Introduction to Jupyter notebooks

  • Compatability: Notebook currently compatible with both the NCI and DEA Sandbox environments

  • Prerequisites:

    • There is no prerequisite learning required, as this document is designed for a novice user of the Jupyter environment

Background

Access to implementations of the Open Data Cube such as Digital Earth Australia and Digital Earth Africa is achieved through the use of Python code and Jupyter Notebooks. The Jupyter Notebook (also termed notebook from here onwards) is an interactive web application that allows for the viewing, creation and documentation of live code. Notebook applications include data transformation, visualisation, modelling and machine learning.

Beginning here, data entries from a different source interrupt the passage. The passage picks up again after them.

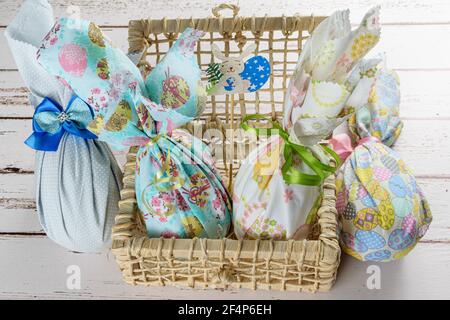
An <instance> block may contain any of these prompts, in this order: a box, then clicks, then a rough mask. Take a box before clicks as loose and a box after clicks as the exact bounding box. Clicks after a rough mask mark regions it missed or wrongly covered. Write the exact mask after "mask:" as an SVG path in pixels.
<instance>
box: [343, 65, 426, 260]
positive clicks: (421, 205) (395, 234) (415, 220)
mask: <svg viewBox="0 0 450 320" xmlns="http://www.w3.org/2000/svg"><path fill="white" fill-rule="evenodd" d="M372 72H373V77H374V79H375V82H374V84H373V86H372V87H371V91H370V94H369V101H368V104H367V105H365V106H364V107H362V108H361V109H359V110H358V111H357V112H356V114H355V115H354V116H353V117H352V118H350V121H349V127H350V131H351V132H352V133H353V134H354V137H355V138H356V140H357V141H358V142H357V146H356V147H355V149H354V151H353V152H352V153H351V154H350V156H349V157H348V158H347V160H346V161H345V162H344V164H343V165H342V167H341V168H340V169H339V172H338V176H337V182H336V187H337V210H338V213H339V214H340V216H341V221H342V232H341V237H340V242H341V246H342V248H343V250H344V251H345V252H346V253H348V254H350V255H352V256H353V257H355V258H357V259H359V260H363V261H391V260H394V259H399V258H401V257H403V256H405V255H406V254H407V253H409V252H410V251H411V250H412V249H413V248H414V246H415V245H416V244H417V242H418V241H419V239H420V238H422V237H423V236H424V234H425V233H426V231H427V229H428V227H429V224H430V223H431V220H432V216H431V212H430V208H429V206H428V202H427V200H426V199H425V197H424V194H423V192H422V190H421V189H420V187H419V186H418V184H417V182H416V179H415V177H414V176H413V174H412V173H411V171H410V170H409V169H408V167H407V166H406V164H405V163H404V161H403V160H402V159H401V158H400V156H399V155H398V154H397V153H396V152H395V151H394V150H392V149H391V148H389V146H391V145H392V144H393V143H394V142H395V140H396V139H397V137H398V135H399V134H400V131H401V128H402V122H401V121H400V119H399V116H398V107H399V103H400V90H399V82H398V78H397V75H396V74H395V73H394V72H393V71H390V70H388V69H386V67H385V65H384V63H380V64H379V65H378V66H377V67H376V68H375V69H373V70H372Z"/></svg>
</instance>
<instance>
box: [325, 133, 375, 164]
mask: <svg viewBox="0 0 450 320" xmlns="http://www.w3.org/2000/svg"><path fill="white" fill-rule="evenodd" d="M328 142H329V143H330V144H331V145H332V147H333V150H334V151H335V152H336V153H337V154H338V156H339V158H340V159H341V161H342V162H344V161H345V160H346V159H347V158H348V157H349V156H350V155H351V154H352V153H353V151H354V150H355V148H356V147H358V146H361V145H363V144H365V143H370V142H375V143H381V140H380V139H379V138H377V137H374V136H367V137H364V138H361V139H359V140H358V143H357V145H356V146H355V147H353V142H352V138H351V137H350V136H349V135H348V134H346V133H338V134H335V135H333V137H332V138H331V139H330V140H328Z"/></svg>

The default web interface to access notebooks when using either the National Computational Infrastructure (NCI) or the DEA Sandbox is JupyterLab.

Description

This notebook is designed to introduce users to the basics of using Python code in Jupyter Notebooks via JupyterLab.

Topics covered include:

  1. How to run (execute) a Jupyter Notebook cell

  2. The different types of Jupyter Notebook cells

  3. Stopping a process or restarting a Jupyter Notebook

  4. Saving and exporting your work

  5. Starting a new Jupyter Notebook


Getting started

Running (executing) a cell

Jupyter Notebooks allow code to be separated into sections that can be executed independent of one another. These sections are called “cells”.

Python code is written into individual cells that can be executed by placing the cursor in the cell and typing Shift-Enter on the keyboard or selecting the ► “Run the selected cells and advance” button in the ribbon at the top of the notebook. These options will run a single cell at a time.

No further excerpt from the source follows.